Et ça, en fait, c’est très simple : il s’agit pour nous d’enraciner notre vie dans l’écoute et la contemplation de la Parole de Dieu, il s’agit d’enraciner notre vie dans la prière et les sacrements, et il s’agit de nous soutenir les uns les autres dans une vie fraternelle choisie et assumée – ça s’appelle l’Église, et c’est bien ce que nous sommes appelés à vivre et à apprendre à vivre ensemble dans nos paroisses.

Il est vrai que c’est parfois difficile de vivre en chrétiens dans le monde, jusque dans vos propres familles peut-être, comme l’a annoncé Jésus, alors aidons-nous, soutenons-nous, que ce soit d’ailleurs un témoignage pour d’autres. Rappelez-vous ce que Jésus dira après le lavement des pieds, au soir du dernier repas : « C’est à l’amour que vous aurez les uns pour les autres que l’on reconnaîtra que vous êtes les disciples » (Jn 13,35)… le feu de son amour…

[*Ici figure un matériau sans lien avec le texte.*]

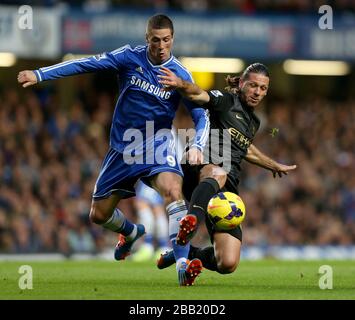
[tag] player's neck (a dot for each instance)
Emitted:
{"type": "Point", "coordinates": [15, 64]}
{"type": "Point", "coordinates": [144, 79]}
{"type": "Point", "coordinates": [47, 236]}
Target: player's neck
{"type": "Point", "coordinates": [156, 61]}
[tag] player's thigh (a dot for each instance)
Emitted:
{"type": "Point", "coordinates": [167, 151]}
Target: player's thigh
{"type": "Point", "coordinates": [169, 185]}
{"type": "Point", "coordinates": [227, 251]}
{"type": "Point", "coordinates": [215, 172]}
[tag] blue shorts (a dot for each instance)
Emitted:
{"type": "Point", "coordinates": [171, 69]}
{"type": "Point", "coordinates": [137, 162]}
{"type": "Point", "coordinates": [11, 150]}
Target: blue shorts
{"type": "Point", "coordinates": [119, 177]}
{"type": "Point", "coordinates": [148, 194]}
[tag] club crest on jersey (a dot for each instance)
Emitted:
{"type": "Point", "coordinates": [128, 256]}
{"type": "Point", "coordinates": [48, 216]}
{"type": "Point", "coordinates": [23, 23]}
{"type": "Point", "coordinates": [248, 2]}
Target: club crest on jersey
{"type": "Point", "coordinates": [139, 69]}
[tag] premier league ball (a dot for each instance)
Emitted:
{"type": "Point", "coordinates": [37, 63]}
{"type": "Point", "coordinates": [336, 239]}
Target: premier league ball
{"type": "Point", "coordinates": [226, 210]}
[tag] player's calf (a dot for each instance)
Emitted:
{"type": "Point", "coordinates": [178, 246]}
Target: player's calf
{"type": "Point", "coordinates": [187, 229]}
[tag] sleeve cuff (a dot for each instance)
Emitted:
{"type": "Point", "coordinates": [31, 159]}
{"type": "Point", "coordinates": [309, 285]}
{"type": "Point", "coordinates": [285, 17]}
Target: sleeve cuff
{"type": "Point", "coordinates": [195, 145]}
{"type": "Point", "coordinates": [38, 75]}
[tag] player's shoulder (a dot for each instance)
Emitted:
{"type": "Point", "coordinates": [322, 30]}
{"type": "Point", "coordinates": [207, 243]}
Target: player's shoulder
{"type": "Point", "coordinates": [221, 94]}
{"type": "Point", "coordinates": [180, 69]}
{"type": "Point", "coordinates": [129, 51]}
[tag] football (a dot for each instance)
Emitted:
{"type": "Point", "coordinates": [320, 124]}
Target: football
{"type": "Point", "coordinates": [226, 210]}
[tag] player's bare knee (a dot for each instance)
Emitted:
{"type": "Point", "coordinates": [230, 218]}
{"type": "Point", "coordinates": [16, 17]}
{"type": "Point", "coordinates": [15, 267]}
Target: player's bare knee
{"type": "Point", "coordinates": [172, 193]}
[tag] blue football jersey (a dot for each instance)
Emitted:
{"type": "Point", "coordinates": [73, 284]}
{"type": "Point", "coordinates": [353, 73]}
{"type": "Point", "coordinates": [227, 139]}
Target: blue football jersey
{"type": "Point", "coordinates": [141, 99]}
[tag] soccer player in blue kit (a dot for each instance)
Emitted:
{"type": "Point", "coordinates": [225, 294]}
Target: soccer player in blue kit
{"type": "Point", "coordinates": [142, 107]}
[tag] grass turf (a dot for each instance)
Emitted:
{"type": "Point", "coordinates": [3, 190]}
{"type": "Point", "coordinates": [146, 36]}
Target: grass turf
{"type": "Point", "coordinates": [126, 280]}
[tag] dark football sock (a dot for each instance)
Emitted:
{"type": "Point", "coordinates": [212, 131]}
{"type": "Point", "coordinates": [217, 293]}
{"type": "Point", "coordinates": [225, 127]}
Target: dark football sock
{"type": "Point", "coordinates": [201, 196]}
{"type": "Point", "coordinates": [206, 255]}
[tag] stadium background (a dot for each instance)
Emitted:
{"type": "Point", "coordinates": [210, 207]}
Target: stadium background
{"type": "Point", "coordinates": [53, 136]}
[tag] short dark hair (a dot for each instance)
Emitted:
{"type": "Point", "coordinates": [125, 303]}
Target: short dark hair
{"type": "Point", "coordinates": [256, 67]}
{"type": "Point", "coordinates": [160, 21]}
{"type": "Point", "coordinates": [233, 82]}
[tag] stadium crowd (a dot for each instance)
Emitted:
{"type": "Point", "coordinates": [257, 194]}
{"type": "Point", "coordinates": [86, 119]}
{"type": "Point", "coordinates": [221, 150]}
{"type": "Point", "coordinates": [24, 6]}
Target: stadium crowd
{"type": "Point", "coordinates": [50, 156]}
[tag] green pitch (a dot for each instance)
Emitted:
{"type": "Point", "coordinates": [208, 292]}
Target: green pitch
{"type": "Point", "coordinates": [265, 279]}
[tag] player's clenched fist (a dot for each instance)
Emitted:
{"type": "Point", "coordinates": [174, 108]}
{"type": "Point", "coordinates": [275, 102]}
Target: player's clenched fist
{"type": "Point", "coordinates": [27, 78]}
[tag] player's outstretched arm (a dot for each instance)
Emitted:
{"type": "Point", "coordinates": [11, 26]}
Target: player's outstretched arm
{"type": "Point", "coordinates": [27, 78]}
{"type": "Point", "coordinates": [189, 90]}
{"type": "Point", "coordinates": [255, 156]}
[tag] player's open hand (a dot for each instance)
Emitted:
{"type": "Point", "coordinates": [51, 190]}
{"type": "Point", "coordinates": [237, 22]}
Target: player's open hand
{"type": "Point", "coordinates": [169, 79]}
{"type": "Point", "coordinates": [281, 169]}
{"type": "Point", "coordinates": [27, 78]}
{"type": "Point", "coordinates": [194, 156]}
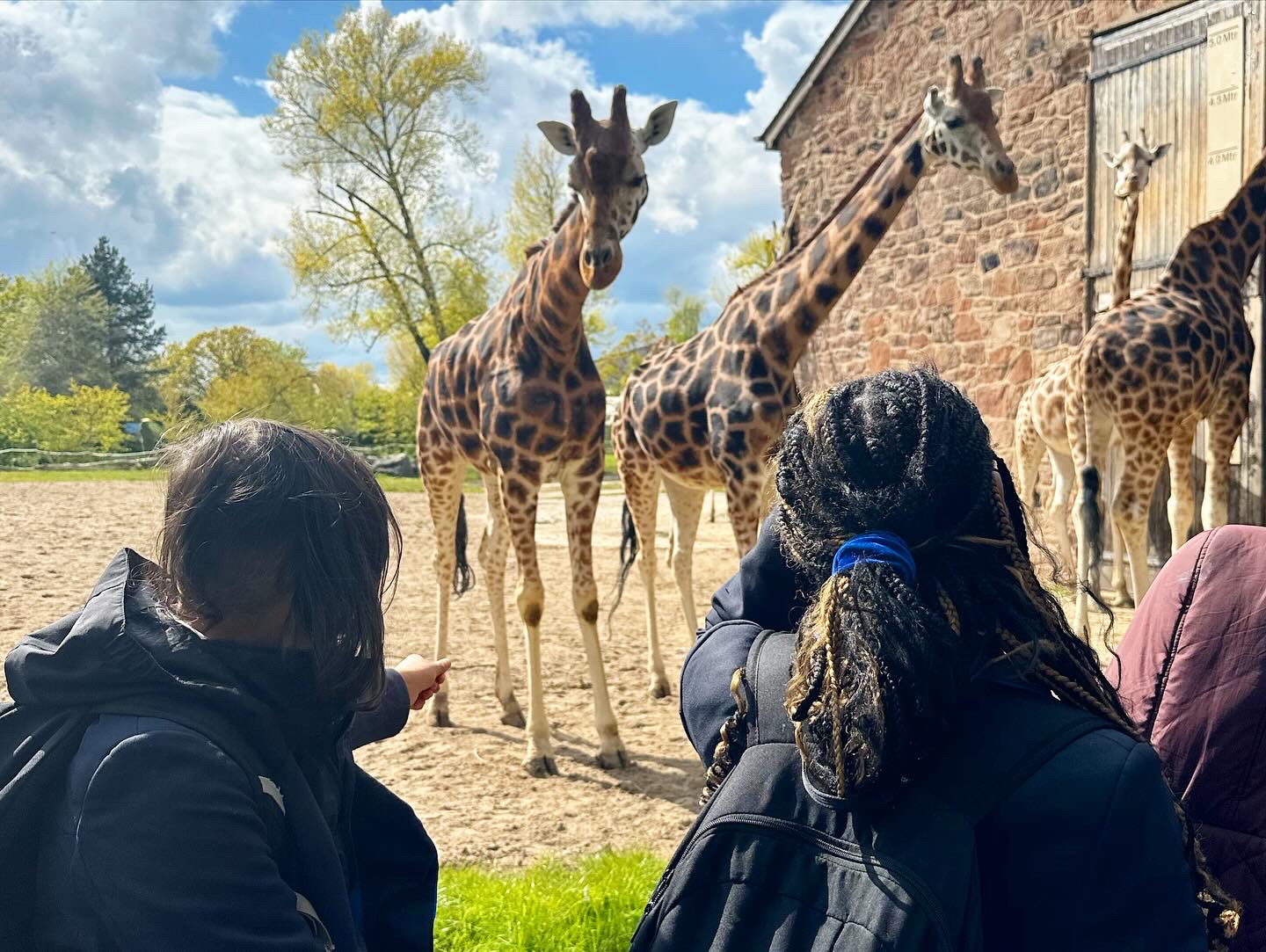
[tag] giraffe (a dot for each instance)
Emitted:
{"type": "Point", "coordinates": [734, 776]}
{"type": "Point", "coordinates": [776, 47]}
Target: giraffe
{"type": "Point", "coordinates": [705, 413]}
{"type": "Point", "coordinates": [1153, 367]}
{"type": "Point", "coordinates": [1039, 416]}
{"type": "Point", "coordinates": [515, 394]}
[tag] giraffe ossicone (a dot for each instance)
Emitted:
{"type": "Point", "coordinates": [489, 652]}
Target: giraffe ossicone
{"type": "Point", "coordinates": [704, 413]}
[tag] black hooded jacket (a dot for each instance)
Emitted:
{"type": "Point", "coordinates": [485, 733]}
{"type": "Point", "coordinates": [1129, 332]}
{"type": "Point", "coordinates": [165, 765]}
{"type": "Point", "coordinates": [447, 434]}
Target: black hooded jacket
{"type": "Point", "coordinates": [213, 802]}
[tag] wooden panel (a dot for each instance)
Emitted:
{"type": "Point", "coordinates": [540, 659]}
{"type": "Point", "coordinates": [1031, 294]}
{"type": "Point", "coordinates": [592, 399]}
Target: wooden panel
{"type": "Point", "coordinates": [1155, 75]}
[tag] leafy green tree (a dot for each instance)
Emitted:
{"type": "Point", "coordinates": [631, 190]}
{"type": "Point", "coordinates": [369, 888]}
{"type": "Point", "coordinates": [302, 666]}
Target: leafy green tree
{"type": "Point", "coordinates": [538, 194]}
{"type": "Point", "coordinates": [132, 338]}
{"type": "Point", "coordinates": [55, 328]}
{"type": "Point", "coordinates": [192, 370]}
{"type": "Point", "coordinates": [626, 354]}
{"type": "Point", "coordinates": [367, 114]}
{"type": "Point", "coordinates": [753, 256]}
{"type": "Point", "coordinates": [685, 314]}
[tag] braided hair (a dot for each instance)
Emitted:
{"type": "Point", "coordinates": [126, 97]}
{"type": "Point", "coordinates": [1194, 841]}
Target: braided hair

Alors, dans cette eucharistie, demandons au Seigneur qu’il nous renouvelle de cet amour, pour que nous en soyons tout-jours mieux témoins, à notre mesure mais toute notre mesure, et sans nous décourager – comme disait l’épître aux Hébreux. Et demandons l’Esprit Saint, qu’il nous façonne, qu’il nous donne la force dont nous avons besoin pour vivre cet amour très concrètement.

Et si notre vie chrétienne entraîne incompréhension voire contradiction ou division, y compris dans nos familles, alors demandons-lui qu’il vienne toucher les cœurs, qu’il vienne déjà déposer un peu de paix, et qu’il nous donner d’aimer, d’aimer quand même, d’aimer l’autre, tel qu’il est et là où il en est…

Alors oui, prions ; prions avec cette même confiance que celle du psaume, la confiance que Dieu entend celui qui crie vers lui et qui met son espoir en lui… car il nous aime… Nous le croyons et nous le célébrons : il est notre secours, notre libérateur… Amen.